Même dans l'alimentation de nos ancêtres, ils accordaient une place importante aux aliments préparés à partir de céréales, bien conscients de leur valeur.

Des siècles avant notre ère, les gens connaissaient les propriétés curatives et la haute valeur nutritionnelle des céréales germées et les utilisaient dans la préparation de divers plats.

Le moment, la forme, l’environnement, les restrictions temporaires d’alimentation et les moyens de les arrêter, ainsi que d’autres facteurs font partie de la culture alimentaire. La base de cette dernière est l'idée de sacrifice/offrande de nourriture (céréales, viande, produits laitiers), dont le but était d'exprimer sa gratitude aux « forces condescendantes » pour une récolte réussie ou de demander une récolte prochaine, une protection des catastrophes naturelles (par exemple, sécheresse, longues pluies ou criquets).

En conséquence, la culture de la nourriture traditionnelle a une base religieuse et est liée à la culture de la célébration, qui en est le reflet pratique. La harissa, le khash, le katnapur et le matagh étaient cuisinés à proximité des mehyans (temples), des sanctuaires et des églises et étaient principalement dédiés aux forces invisibles qui patronnaient l'agriculture et l'élevage. Harissa se consacrait à la culture des céréales, katnpura à assurer l'abondance des produits laitiers, khash au succès de l'élevage du bétail et matagh à l'absence de pertes pour la famille.   

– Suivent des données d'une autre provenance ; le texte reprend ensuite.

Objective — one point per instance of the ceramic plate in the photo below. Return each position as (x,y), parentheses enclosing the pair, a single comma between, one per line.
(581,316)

Des plats à base de céréales, symbolisant l'abondance, étaient servis aussi bien au début de l'année économique (période de transition hiver-printemps) qu'à la fin de l'année agricole (vacances d'automne), comme le vakhindz, l'aghdaz, le khashil, la harissa, le khorov, etc. Lors des fêtes du printemps, elles visaient à promouvoir la fertilité de la nature. 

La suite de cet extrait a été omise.